The office in use. It withstood a strong monsoon!
The office in use. It withstood a strong monsoon!

Whatever followed was really a spin-off of the several discussions with POP Lab, but had no connections with their own on-going experiments. The thing is – our local partner Pankaj Gupta, saw many possibilities for constructing our new office with it, which was encouraging. Technically it was a lightweight kuccha material so we could use it to build over an existing pucca structure. If designed appropriately, it could also be dismantled easily, thus broadly working within the legal guidelines.

This was how a portable, lightweight structure was conceived for the first time in the neighbourhood, which Pankaj Gupta, was eager to translate into physical reality.

Expectedly, there were several challenges. Light-weight EPS blocks had to hold together without being glued, but also be ready to face high wind pressures and monstrous monsoon rains for about 4-5 months a year. At the same it should be able to deal with intense, humid heat for the rest. While the insulating qualities of EPS worked for the summers, it was the monsoons that would be the real test.

Many weeks of discussions and experimentation between the urbz team, lead by Shardul Patil and Jai Bhadgaonkar, and our collaborators from sP+a, a cutting edge architecture studio in Mumbai, resulted in the final form of  the structure. A half-igloo vaulted shape, held together by a steel frame with accurate measurements calculated for individually cut blocks that would interlock and hold.

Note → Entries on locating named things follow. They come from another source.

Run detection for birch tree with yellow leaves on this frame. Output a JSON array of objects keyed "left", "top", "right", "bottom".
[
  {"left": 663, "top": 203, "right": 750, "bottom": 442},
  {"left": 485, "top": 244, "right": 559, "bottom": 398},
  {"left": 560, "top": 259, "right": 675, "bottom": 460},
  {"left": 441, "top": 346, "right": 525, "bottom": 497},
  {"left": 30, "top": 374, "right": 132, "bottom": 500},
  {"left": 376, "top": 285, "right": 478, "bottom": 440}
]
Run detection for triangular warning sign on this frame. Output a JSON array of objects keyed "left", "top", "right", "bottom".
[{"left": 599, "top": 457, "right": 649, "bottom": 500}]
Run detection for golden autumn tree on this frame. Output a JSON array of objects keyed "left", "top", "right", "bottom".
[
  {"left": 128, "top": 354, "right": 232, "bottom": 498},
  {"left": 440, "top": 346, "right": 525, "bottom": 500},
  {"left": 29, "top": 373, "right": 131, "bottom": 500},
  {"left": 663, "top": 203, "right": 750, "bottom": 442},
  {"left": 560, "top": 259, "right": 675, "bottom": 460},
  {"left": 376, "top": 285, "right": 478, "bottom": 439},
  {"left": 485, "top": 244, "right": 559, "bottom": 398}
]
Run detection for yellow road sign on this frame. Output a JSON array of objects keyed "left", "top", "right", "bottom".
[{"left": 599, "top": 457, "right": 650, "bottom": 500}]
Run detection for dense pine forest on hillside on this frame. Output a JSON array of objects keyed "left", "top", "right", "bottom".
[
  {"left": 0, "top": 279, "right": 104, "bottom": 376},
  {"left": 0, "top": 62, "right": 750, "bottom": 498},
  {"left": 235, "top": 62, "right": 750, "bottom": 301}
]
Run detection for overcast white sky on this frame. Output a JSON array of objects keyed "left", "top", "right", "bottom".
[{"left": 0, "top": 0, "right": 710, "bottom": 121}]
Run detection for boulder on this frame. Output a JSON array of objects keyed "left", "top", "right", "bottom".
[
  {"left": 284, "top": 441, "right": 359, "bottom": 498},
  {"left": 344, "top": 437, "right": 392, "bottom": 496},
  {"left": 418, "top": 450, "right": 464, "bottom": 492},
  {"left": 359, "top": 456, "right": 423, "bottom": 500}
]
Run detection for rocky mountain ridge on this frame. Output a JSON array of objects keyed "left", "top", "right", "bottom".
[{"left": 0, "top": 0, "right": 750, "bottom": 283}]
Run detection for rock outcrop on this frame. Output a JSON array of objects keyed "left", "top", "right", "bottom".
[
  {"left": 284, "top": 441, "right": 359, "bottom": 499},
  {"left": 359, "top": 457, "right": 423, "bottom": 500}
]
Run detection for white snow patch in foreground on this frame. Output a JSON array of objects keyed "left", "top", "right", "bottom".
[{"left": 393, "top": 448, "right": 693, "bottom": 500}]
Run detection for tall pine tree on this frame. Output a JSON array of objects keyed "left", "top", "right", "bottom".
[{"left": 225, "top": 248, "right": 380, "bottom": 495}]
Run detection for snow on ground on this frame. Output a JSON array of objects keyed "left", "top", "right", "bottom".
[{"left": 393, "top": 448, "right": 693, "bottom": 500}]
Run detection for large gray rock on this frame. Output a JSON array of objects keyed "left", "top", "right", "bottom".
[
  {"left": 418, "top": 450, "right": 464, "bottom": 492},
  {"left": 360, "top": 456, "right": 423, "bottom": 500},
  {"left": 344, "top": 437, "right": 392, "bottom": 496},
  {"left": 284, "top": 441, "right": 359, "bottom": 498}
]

We kicked off the construction during our Handstorm Workshop, when we constructed – from scratch – an EPS cutting machine using a heated wire that sliced through the material to customize the shape of each block.

We had to make sure that the steel members which would frame the EPS could be removed easily and transported when needed. Getting local artisans who worked with steel welding techniques was a crucial move.

Step by step the structure evolved – from fabricating the framework, nailing it to the floor, cutting the EPS material into the right shapes, weaving the blocks into a tight wall, covering the structure with protective cover, adding the windows and doors. Eventually the structure was ready and it was almost unbelievable when we finally moved into a fully functional office space made quite literally from a pure figment of our imagination!

It was good for us to explore the potential of a material which we didn’t initially believe in. We still think that EPS is too expensive to have a real future in affordable housing in India. Moreover, the environmental cost of producing the material and the fact that it is not biodegradable at all, are serious issues, which discourage its widespread use. The biggest barrier though, is its perception by potential users as belonging to the family of kaccha material when all aspiration is directed towards pucca structures!